The goal of this project is to produce color photographs using images taken by Sergei Mikhailovich Prokudin-Gorskii. This man traveled around the Russian Empire and photographed objects at three exposures while using different colored filters (red, green and blue). These images are found online (on the Library of Congress website).


Best Images

Emir with edge alignment, automatic cropping, automatic contrasting
Turkmen with edge alignment, automatic cropping, automatic contrasting
Mountain with RGB alignment, automatic cropping
Catholic women with RGB alignment, automatic cropping


Methodology


  1. First, I read in the input image and divide the input image into thirds (vertically) to represent the blue, green, and red channels.
  2. Next, I determine the image dimension. If the image is greater than 500 px by 500 px in dimension, then I use image pyramiding to speed up the computational process. Otherwise, I proceed normally and do not use image pyramiding (see below for more details) to speed up the computation and alignment process.
  3. Now that I have 3 images, each corresponding to their own channels, I align the red and green images (now referred to as the 'rolled image') to the blue image.
  4. I displace the rolled image (up to 15px left or right and up to 15px up down) to find the maximum score of alignment. I then use normalized cross correlation where I look for the highest score (which will provide images that are closely aligned). An alternative method is to use the sum of squared differences algorithm where the smaller the difference between the two image scores, the better the alignment.
  5. After finding the best displacement, I alter the rolled image and adjust it so that it best aligns with the blue channel image.
  6. Finally, I stack the arrays to create a color image and write that to file.

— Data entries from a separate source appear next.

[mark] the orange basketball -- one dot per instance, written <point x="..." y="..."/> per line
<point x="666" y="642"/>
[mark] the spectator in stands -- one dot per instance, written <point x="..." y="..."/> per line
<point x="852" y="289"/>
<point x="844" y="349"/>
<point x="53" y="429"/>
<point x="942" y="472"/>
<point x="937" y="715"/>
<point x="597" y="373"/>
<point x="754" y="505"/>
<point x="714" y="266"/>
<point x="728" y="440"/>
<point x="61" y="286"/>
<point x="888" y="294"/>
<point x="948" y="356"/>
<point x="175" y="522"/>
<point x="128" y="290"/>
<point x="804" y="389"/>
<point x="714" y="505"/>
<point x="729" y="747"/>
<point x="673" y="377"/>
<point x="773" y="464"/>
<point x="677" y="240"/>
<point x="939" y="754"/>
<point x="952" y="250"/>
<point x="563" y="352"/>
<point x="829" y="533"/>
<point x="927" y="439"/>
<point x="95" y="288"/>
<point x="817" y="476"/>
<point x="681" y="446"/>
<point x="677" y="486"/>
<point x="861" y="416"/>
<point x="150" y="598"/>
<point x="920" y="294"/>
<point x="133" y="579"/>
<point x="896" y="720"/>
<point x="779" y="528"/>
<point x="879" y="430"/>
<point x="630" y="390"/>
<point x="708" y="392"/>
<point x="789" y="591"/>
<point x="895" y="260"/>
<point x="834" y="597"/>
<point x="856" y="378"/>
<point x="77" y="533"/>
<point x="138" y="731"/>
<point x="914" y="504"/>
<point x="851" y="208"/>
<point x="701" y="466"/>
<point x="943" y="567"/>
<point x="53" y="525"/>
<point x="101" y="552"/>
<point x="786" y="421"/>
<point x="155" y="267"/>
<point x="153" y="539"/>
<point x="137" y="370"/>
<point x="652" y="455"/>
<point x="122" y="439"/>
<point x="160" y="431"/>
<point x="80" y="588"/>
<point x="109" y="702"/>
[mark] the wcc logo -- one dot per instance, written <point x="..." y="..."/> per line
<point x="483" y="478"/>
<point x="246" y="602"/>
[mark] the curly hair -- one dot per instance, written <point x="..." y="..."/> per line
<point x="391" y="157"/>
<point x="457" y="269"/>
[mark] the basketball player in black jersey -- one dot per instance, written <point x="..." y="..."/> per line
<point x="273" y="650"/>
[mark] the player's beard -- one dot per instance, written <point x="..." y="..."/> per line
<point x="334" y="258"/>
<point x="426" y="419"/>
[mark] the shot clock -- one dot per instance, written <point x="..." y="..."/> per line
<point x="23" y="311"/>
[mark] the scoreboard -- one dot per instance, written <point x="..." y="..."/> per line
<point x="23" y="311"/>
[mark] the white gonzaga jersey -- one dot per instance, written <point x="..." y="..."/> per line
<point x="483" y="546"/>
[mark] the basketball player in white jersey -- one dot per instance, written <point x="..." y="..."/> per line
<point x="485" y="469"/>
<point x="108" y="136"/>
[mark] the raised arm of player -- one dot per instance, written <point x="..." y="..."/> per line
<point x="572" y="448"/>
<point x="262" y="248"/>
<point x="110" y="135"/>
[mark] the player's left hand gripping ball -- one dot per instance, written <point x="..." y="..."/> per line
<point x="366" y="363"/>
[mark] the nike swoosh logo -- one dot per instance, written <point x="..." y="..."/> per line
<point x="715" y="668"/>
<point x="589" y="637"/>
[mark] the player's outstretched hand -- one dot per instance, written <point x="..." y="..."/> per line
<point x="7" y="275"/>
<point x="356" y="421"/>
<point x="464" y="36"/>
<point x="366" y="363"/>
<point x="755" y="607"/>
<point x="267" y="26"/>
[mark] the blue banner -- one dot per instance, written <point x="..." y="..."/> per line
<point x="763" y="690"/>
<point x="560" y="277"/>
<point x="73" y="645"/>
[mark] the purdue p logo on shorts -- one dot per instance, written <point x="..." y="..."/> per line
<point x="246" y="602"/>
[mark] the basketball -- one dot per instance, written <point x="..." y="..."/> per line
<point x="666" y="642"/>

For the image pyramid, I decreased the image to a quarter of its previous size (halved in each dimension) until the image is at most 500x500 pixels. At that point, I proceed to find the best alignment as noted above. After a best-alignment is found, I then recurse back up, multiplying the displacement values by 2 for each recursion so that the alignment matches for the much larger original input images.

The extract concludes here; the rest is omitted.